My first lesson I taught myself self is that I was worthy of being liked and loved without giving away my soul, and my own sanity. People will either like you or not like you because of how you show up. However, showing up under false pretenses doesn’t make for a real relationship, so show up authentically without the bullshit, and people who like people who show up authentically without the bullshit will show up in your life.
The second lesson on the curriculum was to learn the value of committing to myself so that I could stop feeling like I give and give and give and give to everyone else with no reserve left for me. Now that doesn’t mean, only take care of me. On the contrary. Instead, I’ve learned to walk the balance beam of me and them. We are one in the same and I deserve to take care of me as much as I take care of others. When I start leaning too far left or right, I know its time to quit drinking the over obliging elixir of taking too much care of myself or too much care of others and quickly realign to get back to center. One of the ways I’ve found to get there quickly is to ask this question, “How is obliging making me feel?” If I feel like crap, jealous, overworked, angry, etc., well it’s time to kick myself in the obliging ass, and fix it.
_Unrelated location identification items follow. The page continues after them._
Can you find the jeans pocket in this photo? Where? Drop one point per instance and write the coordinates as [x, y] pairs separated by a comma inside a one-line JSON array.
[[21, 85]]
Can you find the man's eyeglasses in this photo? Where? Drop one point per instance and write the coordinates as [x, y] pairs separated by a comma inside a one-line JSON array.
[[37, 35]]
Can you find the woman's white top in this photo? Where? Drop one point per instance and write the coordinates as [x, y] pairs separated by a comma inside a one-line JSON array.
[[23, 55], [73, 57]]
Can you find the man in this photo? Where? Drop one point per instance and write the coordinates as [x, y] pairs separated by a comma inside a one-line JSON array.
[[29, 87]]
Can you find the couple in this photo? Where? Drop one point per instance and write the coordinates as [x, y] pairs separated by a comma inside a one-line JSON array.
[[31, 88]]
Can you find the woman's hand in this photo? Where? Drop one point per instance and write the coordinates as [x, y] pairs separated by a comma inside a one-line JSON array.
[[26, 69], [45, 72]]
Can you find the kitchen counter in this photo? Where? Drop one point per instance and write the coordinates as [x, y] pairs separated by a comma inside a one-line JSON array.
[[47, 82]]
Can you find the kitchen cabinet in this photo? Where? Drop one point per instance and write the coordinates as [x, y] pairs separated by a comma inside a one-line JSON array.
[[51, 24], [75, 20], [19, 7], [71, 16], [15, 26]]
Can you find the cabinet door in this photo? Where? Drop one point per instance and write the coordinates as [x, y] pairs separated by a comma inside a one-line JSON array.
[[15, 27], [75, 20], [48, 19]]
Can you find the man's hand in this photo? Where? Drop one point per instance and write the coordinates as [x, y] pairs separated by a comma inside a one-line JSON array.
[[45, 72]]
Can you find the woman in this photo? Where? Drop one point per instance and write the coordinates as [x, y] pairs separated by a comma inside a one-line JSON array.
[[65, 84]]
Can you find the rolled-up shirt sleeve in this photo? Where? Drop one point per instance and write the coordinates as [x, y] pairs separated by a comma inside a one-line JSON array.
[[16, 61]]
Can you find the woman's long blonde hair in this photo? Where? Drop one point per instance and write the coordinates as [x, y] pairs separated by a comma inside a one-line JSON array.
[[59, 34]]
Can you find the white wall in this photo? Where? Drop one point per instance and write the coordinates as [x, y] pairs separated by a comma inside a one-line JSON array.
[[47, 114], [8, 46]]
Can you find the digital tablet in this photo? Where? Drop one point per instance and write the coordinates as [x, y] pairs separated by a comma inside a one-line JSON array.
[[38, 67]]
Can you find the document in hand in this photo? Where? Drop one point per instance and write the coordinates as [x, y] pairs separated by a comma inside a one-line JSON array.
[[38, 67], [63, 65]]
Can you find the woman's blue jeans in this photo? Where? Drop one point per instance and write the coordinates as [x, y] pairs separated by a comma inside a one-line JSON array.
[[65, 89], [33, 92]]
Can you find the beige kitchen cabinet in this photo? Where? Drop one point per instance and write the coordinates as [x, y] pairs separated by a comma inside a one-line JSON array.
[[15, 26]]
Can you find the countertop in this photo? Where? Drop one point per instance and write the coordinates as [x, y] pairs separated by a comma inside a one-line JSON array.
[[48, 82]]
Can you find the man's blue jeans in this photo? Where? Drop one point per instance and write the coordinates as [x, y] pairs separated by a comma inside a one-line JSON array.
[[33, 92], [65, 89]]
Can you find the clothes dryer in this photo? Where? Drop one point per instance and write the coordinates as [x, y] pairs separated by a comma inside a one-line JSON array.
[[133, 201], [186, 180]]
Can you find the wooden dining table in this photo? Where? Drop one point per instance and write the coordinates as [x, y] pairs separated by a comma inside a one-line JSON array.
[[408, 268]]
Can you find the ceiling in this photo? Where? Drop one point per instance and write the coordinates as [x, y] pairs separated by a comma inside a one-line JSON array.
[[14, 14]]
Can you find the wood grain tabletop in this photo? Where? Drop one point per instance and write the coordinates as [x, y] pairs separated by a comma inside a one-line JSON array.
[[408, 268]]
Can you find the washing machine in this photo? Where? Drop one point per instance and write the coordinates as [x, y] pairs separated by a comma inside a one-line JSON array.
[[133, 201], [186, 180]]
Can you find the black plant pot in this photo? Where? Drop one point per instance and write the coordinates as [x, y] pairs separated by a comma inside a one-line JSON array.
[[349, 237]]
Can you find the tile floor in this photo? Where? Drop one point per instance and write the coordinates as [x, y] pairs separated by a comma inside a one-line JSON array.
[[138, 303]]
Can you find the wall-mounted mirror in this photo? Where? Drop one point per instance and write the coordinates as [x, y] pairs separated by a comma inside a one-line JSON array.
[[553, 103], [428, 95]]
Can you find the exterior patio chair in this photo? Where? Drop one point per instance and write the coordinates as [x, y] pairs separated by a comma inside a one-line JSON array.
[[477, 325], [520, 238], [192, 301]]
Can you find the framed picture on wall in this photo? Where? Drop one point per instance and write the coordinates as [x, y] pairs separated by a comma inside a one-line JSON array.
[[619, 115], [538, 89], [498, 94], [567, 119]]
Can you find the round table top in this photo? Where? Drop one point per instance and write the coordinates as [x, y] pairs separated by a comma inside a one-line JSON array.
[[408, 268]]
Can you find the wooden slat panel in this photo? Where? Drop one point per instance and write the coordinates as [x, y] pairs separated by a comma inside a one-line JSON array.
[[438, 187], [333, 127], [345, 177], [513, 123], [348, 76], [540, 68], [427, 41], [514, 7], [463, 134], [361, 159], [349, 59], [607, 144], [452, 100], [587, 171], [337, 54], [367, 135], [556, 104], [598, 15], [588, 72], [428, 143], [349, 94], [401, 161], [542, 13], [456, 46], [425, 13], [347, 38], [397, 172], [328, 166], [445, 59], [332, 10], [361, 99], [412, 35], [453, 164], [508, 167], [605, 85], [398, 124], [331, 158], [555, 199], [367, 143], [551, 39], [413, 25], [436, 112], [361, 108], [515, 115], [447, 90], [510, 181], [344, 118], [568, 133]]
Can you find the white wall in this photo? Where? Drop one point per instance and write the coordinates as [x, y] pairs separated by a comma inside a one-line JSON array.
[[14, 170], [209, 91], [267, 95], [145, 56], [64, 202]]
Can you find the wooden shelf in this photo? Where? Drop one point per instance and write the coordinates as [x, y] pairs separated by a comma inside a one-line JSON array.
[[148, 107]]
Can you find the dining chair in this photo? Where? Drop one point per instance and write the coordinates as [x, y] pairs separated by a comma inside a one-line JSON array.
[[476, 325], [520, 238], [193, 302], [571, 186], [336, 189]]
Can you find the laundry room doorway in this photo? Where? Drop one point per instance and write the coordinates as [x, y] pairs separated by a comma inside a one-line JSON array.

The third, and most liberating lesson I’ve learned for keeping my obliger in check, is to uncover the motive, the real motive, behind why I oblige. Questions like, “What am I trying to get from this action?” or “What do I need from this person that is causing me to do this?” or “Is there another way to get what I want, rather than making myself feel used?” All of these are tough questions to ask, yet when I give myself permission to ask them, I feel much better and stop my obliger its tracks.
In fact, I no longer call my obliger an obliger. I don’t shine the spotlight on things that are my own version of FAKE NEWS in my life. Instead, when I want to do something for someone, I stand in the place of personal power knowing that I am worthy, ask for what I need either from myself or others with a clear cut reason for what I am asking for, and make sure that I know how it will make me feel once I step in and oblige for the right reasons.
Once I woke to the fact that my obliger was actually a pretty good wingman (not to be sexist, could be a wingwoman), I found my path, my purpose. What is my path, my purpose, you may be asking? To be me, without the need to oblige to get anything, have anyone’s attention, or in some twisted way feel better about myself. My obliger is available to me for those moments that show up when I’m struggling. You see I’ve learned that when I’m most in struggle, I’m off my path, lost my purpose, and forgot what it means to be committed. Committed to me and others in a healthy obliging way.
The question for you is, “What are you struggling to commit to doing for yourself?”, that means it’s time for you to have chat with your own obliger!